Table 2 presents the correlation between raters’ total scores. Moderate to strong positive correlation between raters’ mean scores were found in the pretest. Mean scores between raters in most pairs were strongly correlated, except in pair two and three where there is a positive moderate correlation between raters’ mean scores. In the posttest, mean scores between raters in the other pairs were strongly correlated. However, very weak correlation was also found between raters’ mean scores in pair two.
4. DISCUSSION
We found a strong consistency in grading and correlation between raters’ scores for residents’ performances in the POSCE. This would suggest that POSCE is able to consistently measure the candidates’ professional behaviors across different raters.

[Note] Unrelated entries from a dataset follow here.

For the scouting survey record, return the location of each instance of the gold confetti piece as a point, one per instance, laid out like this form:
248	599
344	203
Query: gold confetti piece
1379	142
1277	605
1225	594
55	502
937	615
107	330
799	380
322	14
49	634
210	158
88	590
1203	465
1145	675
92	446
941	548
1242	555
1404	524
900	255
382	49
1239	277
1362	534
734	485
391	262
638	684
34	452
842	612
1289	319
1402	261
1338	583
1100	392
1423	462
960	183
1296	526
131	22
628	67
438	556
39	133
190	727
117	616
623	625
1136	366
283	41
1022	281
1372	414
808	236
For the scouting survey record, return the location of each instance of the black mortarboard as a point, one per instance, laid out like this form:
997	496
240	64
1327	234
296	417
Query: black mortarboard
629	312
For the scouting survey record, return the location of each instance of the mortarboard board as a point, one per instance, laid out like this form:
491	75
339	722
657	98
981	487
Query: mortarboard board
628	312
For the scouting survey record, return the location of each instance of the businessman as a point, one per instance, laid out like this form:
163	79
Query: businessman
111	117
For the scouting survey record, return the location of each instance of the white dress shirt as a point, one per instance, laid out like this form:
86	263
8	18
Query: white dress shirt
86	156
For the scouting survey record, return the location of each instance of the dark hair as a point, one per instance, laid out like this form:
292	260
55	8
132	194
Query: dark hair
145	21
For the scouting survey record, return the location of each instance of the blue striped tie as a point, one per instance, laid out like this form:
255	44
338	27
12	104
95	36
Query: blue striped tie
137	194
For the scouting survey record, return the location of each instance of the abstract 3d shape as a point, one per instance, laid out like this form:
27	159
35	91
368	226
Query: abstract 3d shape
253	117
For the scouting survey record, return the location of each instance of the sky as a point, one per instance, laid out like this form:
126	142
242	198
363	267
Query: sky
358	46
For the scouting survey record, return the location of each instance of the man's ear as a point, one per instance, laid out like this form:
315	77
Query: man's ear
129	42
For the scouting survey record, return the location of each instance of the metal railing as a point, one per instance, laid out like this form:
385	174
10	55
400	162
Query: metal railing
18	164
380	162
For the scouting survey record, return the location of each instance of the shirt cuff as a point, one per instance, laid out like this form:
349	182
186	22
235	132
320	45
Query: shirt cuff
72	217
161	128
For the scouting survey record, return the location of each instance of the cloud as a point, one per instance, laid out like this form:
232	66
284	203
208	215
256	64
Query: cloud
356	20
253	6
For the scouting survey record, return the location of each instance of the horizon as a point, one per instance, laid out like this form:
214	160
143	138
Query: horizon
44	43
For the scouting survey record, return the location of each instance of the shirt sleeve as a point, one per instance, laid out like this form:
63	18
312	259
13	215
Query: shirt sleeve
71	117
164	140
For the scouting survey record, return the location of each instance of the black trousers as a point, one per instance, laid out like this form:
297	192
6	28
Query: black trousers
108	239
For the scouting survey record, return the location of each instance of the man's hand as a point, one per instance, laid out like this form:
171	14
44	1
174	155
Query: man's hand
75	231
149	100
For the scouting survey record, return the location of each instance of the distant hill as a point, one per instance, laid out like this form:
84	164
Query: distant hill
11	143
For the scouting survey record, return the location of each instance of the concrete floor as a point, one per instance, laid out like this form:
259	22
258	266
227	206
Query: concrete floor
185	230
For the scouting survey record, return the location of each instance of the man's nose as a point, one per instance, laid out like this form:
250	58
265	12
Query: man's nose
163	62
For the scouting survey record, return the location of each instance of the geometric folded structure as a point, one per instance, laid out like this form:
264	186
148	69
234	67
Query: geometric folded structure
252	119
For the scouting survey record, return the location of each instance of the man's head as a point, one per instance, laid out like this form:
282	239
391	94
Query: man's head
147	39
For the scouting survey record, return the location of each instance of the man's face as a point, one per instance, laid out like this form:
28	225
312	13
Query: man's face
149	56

The finding from this study implied the important role of analytic rubrics in achieving high consensus among raters. When using holistic rubrics, raters are believed to use their intuition to rapidly decide which category a performance falls into [6]. However, raters still analyzed what they have observed and later, applied their personal experiences to make their assignment of scores since holistic rubric provides raters with a few of what constitutes a professional behavior4. This might increase subjectiveness, thus, cause more differences among raters in evaluation of professional behaviors [4]. Therefore, the analytic rubrics comprising case-relevant marking items and behavioral descriptors that guide the raters’ judgment might have lessened the raters’ bias and improved the inter-rater agreement.
Lack of consensus among raters might reduce the raters’ consistency in assigning scores [8]. This argument has been supported by this study. It found that most differences in total scores assigned by the pairs of raters, in which one of them was the belatedly-recruited for the POSCE posttest. Given that prior to the OSCE posttest, only these raters were involved in the training. Lack of discussion to reach consensus on how to assign scores among the former and the later raters might have caused raters’ gaps despite the similar training on grading professional behaviors.
This study suggests that analytic rubrics together with several features of raters’ training might improve the raters’ consistency. First, practical section should be included, in which raters are exposed to candidates’ samples of real performances to practice rating using the rubrics. Video clips can be an effective mean for practice if they clearly demonstrate performances at each mastery level on the rubrics. At the end of the practicing session, it is essential for all raters to compare their scores with the others’ for the same encounters and open discussions on the reasons for any discrepancies in scoring [8]. This can trigger a reaching consensus process, which is valuable in bridging the gaps between raters.
Nonetheless, this is a cross-sectional study. It is impossible to conclude to what extent those abovementioned factors influenced the inter-rater reliability. Moreover, there might be other factors that affect the inter-rater reliability such as raters’ professional backgrounds. Therefore, future studies should investigate multiple factors and their extent to which they affect raters’ consensus in rating in POSCE. Understanding these factors helps better manage the rater effects in POSCE and other performance-based assessments of professionalism.
5. CONCLUSION
FM POSCE can is able to consistently measure the candidates’ professional behaviors across different raters. Using analytic rubrics and features of raters’ training which facilitates raters’ practice of rating and discussion on discrepancies in scoring among raters might help improve the inter-rater reliability.